Good business owners know their businesses and their employees well; and therefore know not only what skills and competencies their employees should have, but what development they need. It is the responsibility of employers to provide training for employees to their benefit and that of their own businesses. It is not the role of schools. The Labour Party should be pressing for the reconstruction of Training Boards, funded by business, to pool resources and requirements and to oversee workplace training. Allowing employers to refuse to employ school-leavers unless they are trained will not only aggravate an already dire level of youth unemployment, but increase the probability of a government being blackmailed into accepting that transfer of risk and funding such unsavoury measures as paying for young employees to work temporarily in individual private businesses.

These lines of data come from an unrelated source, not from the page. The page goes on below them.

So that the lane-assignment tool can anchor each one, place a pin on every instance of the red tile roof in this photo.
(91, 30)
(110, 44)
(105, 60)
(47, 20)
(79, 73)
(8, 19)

Ironically, the disingenuous complaints from employers that school-leavers are unemployable are not new, but they come at a time now when trained teachers (certainly those teaching in English state schools) are acutely aware that learning and improving personal and social skills through group-work and other activities is absolutely necessary and is something which should be built into every lesson.
Education is not training. That is a principle.
It would be entirely impractical for an education system to train students for all possible employment they might enter on leaving school and throughout their lives: unless, of course, every job were identical to every other; or jobs required no, or minimal training. To treat education as equivalent to training is therefore to assume (or, worse, to desire) that employment be unskilled and contingent; as well as to assume (or again, desire) that education has no greater purpose than preparing people for jobs.
The “better job” purpose of education depends on an agreed definition of what is a “better job”; and this is too easily reduced to “better-rewarded”. This in turn assumes that the measure of a worth of a job, or its occupant, is money. It is not just reductive but antithetical to ideals of vocation or service. It also disagrees with Tawney’s principle that education is not about “social mobility”; not least because many people will not wish to “rise” in society. They may have more principled objectives. They may wish to derive more from their employment than money.
The blocker, again, is the sense of social status applied to different skills and occupations.
This is where Labour should engage with academics and key stakeholders; with educational specialists, examinations boards, and employers. At secondary and tertiary level, there must be opportunities for employers – or rather, industry sectors – to provide the procedural knowledge while the public education system provides the declarative and the broader learning. The provision of quality vocational education should also improve opportunities for those who wish to progress wholly within “academic”, or non-vocational learning. The big challenge is to break down the social and class barriers that have been erected between “academic” and vocational education without converting state schools, colleges or universities into training establishments. To this extent, Lord Baker’s thoughts on secondary education, with a greater focus on vocational education post-14, will bear more scrutiny than Michael Gove’s narrow-minded EBacc.
To reduce education to training will aggravate the injustices and inequalities entrenched in the English education system by reinforcing the barriers which protect the preferential access to higher paid, more secure, employment enjoyed for those who attend the more influential fee-paying schools. It is unsurprising that the Coalition government is made up almost entirely of men from fee-paying schools, nor that they should appoint their own type of men to other public posts, nor that they should listen almost exclusively to men of their own type.